For all intents and purposes, the children and grandchildren of baby boomers have become a generation of renters.
Millennials, who are just entering adulthood and getting their first jobs, are signing up for long-term leases rather than putting a downpayment for a home that they can call their own.
Property expert Yeow Thit Sang attributes this to the fact that average income has not risen in tandem with property prices.
“Some cannot even afford the 10% downpayment for a house, let alone the monthly instalments,” said Yeow, a former president of the Malaysian chapter of the International Real Estate Federation (FIABCI).
“Even if their parents chip in for the downpayment, there is still the monthly payments to worry about, and it is not easy to keep up,” he pointed out.
He said the basic salaries of fresh graduates have not kept up with the rate of increase in the prices of property.

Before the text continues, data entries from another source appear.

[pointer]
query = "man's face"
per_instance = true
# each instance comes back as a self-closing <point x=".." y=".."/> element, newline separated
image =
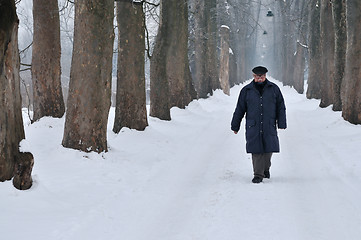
<point x="259" y="77"/>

“I acknowledge that there are projects such as PR1MA (Perumahan Rakyat 1Malaysia or 1Malaysia People’s Housing) that come with houses costing about RM150,000 each. But under the current economic conditions, and with low basic salaries, even that is beyond most young people’s reach,” he told theSun.
“In my days, houses were affordable even with our salaries,” he added. “Now, there is an imbalance between property prices and income.”
Yeow acknowledged that it is difficult to reduce property prices now given the high value of land, particularly in urban areas.
“Furthermore, labour costs have also risen. In my day, it was RM8 to RM10 a day, now it’s RM80 to RM100, and that’s only for unskilled workers,” he said.
Perama Rajasingam, a real estate negotiator at Reapfield Properties, said young people are now less likely to commit to a long-term investment.
“They are also fickle-minded, so most of them end up renting,” she told theSun.
She said many could still be paying off other debts, such as study loans and credit card dues.
Greenfield Properties real estate agent James Ang said many millennials tend to have big dreams, for which they do not have the resources to achieve.
“They may have big plans (perhaps to buy an expensive property), but they neither have enough saved up for the downpayment nor the monthly income to afford the instalments on the loan,” he told theSun.
“Younger Malaysians should consider opting for second-hand homes instead of looking at new projects as they usually cost a bomb. Also start saving. Learn to save as much as you can even if it is a small amount a day. In the long run, it will help,” he a said.
Yeow proposed that the government help by offering millennials a rent-to-buy option to help them acquire their own property.
This strategy has already been put in place to encourage home ownership among people in the B40 or low-income group, but those are for low-cost homes.
“In this case, the rent can be (used) as part of the downpayment and instalment for the property,” he said.
“Eventually, they get to own the house.”
Yeow said the government should step up to help young people.
“After all, it is the government’s duty to help those in need,” he added.